Herders Blocked from Protest Marches to Beijing

Authorities in northern China’s Inner Mongolia Autonomous Region have blocked and assaulted hundreds of ethnic Mongolian herders who were trying to travel to Beijing to stage protests over land disputes at a meeting of the national legislature, according to a rights group.

In the first of two incidents to take place last week, hundreds of herders from Inner Mongolia’s Durbed (in Chinese, Siziwang) banner (county) gathered at Hohhot train station on March 1 to march nearly 500 kilometers (300 miles) to the nation’s capital, but police arrived and broke up the gathering, the Southern Mongolian Human Rights Information Center (SMHRIC) said.

They then forced the protesters to return to their homes, SMHRIC said in a statement Wednesday.

“Led by the banner government officials, the local Public Security personnel arrived in Hohhot to stop the herders from visiting Beijing, preventing them from making an appeal to the National People’s Congress regarding their concerns,” the statement said.

“The herders were threatened and taken back to the Banner. Several were physically assaulted by the police dispatches for refusing to follow the order to return home.”

According to reports received Wednesday by SMHRIC from the affected herders of Durbed, 1,767 herders from 470 households had recently been displaced as they were forced to give up their land for the expansion of the Beijing Military Command’s Zureh Military Training Base.

The base, which is the largest of its kind in China, already occupies around 1,000 square kilometers (390 square miles) of the best grassland in Inner Mongolia, according to SMHRIC.

An official document issued by the Durbed government on Nov. 28, 2011 states that the relocation project was carried out in the interest of “national defense” and “social stability,” and pledged a number of benefits and compensations before displacement began, but herders say no adequate solutions have been implemented.

China is preparing for its transition to a new generation of leaders under incoming president Xi Jinping at the annual National People's Congress session in Beijing and security has been particularly tight in the lead-up to the meeting.

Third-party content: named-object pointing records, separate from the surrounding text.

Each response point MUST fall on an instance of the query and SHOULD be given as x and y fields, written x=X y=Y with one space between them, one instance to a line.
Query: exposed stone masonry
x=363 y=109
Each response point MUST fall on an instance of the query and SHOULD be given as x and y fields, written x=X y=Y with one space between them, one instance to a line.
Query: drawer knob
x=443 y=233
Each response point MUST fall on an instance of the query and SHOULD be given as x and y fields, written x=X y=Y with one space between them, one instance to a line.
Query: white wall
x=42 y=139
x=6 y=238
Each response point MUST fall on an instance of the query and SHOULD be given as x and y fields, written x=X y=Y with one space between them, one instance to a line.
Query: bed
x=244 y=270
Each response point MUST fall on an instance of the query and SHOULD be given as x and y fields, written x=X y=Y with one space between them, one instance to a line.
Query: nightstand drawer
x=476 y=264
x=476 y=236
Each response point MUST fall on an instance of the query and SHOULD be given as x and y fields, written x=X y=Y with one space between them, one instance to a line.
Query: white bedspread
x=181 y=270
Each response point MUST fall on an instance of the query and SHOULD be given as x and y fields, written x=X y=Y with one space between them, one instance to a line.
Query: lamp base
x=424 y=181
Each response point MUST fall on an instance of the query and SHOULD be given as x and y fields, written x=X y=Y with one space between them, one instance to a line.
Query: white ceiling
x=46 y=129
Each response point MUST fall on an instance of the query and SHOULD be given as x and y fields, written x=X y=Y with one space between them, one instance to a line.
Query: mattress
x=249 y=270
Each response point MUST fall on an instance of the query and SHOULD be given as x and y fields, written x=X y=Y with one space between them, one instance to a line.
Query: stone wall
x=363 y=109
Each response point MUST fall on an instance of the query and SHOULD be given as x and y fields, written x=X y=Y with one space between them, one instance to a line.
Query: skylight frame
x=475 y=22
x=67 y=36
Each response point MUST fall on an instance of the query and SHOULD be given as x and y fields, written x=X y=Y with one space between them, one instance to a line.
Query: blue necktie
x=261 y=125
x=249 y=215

Government officials and Public Security personnel confront herders at the train station in Hohhot, March 1, 2013.
Government officials and Public Security personnel confront herders at the train station in Hohhot, March 1, 2013. (Photo courtesy of SMHRIC)

Halgait village

In a similar case, around 40 Chinese police and security personnel in a dozen police vehicles descended on Halgait village in eastern Inner Mongolia’s Zaruud (Zhalute) banner on March 2, breaking up another group of herders who intended to march to the county government and on to Beijing to protest the confiscation of their grazing land by local officials.

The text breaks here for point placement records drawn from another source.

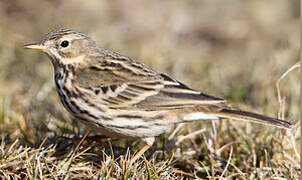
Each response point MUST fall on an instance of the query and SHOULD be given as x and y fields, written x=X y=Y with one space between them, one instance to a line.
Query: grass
x=204 y=44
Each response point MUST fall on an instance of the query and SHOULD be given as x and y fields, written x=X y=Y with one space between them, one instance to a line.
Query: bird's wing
x=129 y=84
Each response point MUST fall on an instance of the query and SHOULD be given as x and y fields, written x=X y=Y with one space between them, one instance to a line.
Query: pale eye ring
x=64 y=44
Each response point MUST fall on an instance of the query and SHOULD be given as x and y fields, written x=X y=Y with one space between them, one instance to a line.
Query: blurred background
x=232 y=49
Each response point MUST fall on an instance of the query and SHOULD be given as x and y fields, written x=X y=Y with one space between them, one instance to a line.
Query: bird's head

SMHRIC quoted a resident from Halgait village named Tsengelt as saying that the local government had illegally occupied nearly 40,000 mu (6,600 acres) of grazing land and sold it to a number of Chinese companies without the consent of the local Mongolian herders.

“Two major Chinese mines, namely Lu Huo Coal Mining and Yi Cheng Coal Mining are particularly active in destroying our land and violating our rights. They dump their sewage directly onto the grassland, and brutally beat us herders,” Tsengelt said.

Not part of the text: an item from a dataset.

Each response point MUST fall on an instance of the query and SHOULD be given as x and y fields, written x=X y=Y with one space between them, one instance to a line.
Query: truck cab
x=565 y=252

“In 2006, more than 200 people from Yi Cheng Coal Mining came to beat us brutally. Sixteen herders were seriously injured and hospitalized,” he said.

Last year, he said, more than 30 herders had been arrested and detained for more than a week by the Public Security Bureau for protesting the mining operation.

Another herder from Halgait, who spoke on condition of anonymity, said the banner government was planning to displace the entire village in April to make way for further mining operations.

“We have lived on this land for generations. We will not move to anywhere, and will resist any form of relocation,” the herder told SMHRIC.

“In fact, we are planning to launch a banner-wide herders’ resistance movement against mining and land appropriation.”

SMHRIC said that additional protests by Mongolian herders had been reported recently from other townships in Zaruud banner, including Bayanbulag, Doloodai, and Gerchuluu.

Internet posts about the two events last week had been removed from blogs and social media, the group said.

A Beijing-based activist named Yu Guofu was accused of being an “anti-revolutionary” and threatened with arrest by local authorities in Zaruud banner for posting information online about the Mar. 2 incident.

SMHRIC called the two movements an “organized response to the ongoing governmental appropriation of their grazing land for military purposes,” adding that herders in Inner Mongolia have been “continuously displaced” without adequate compensation.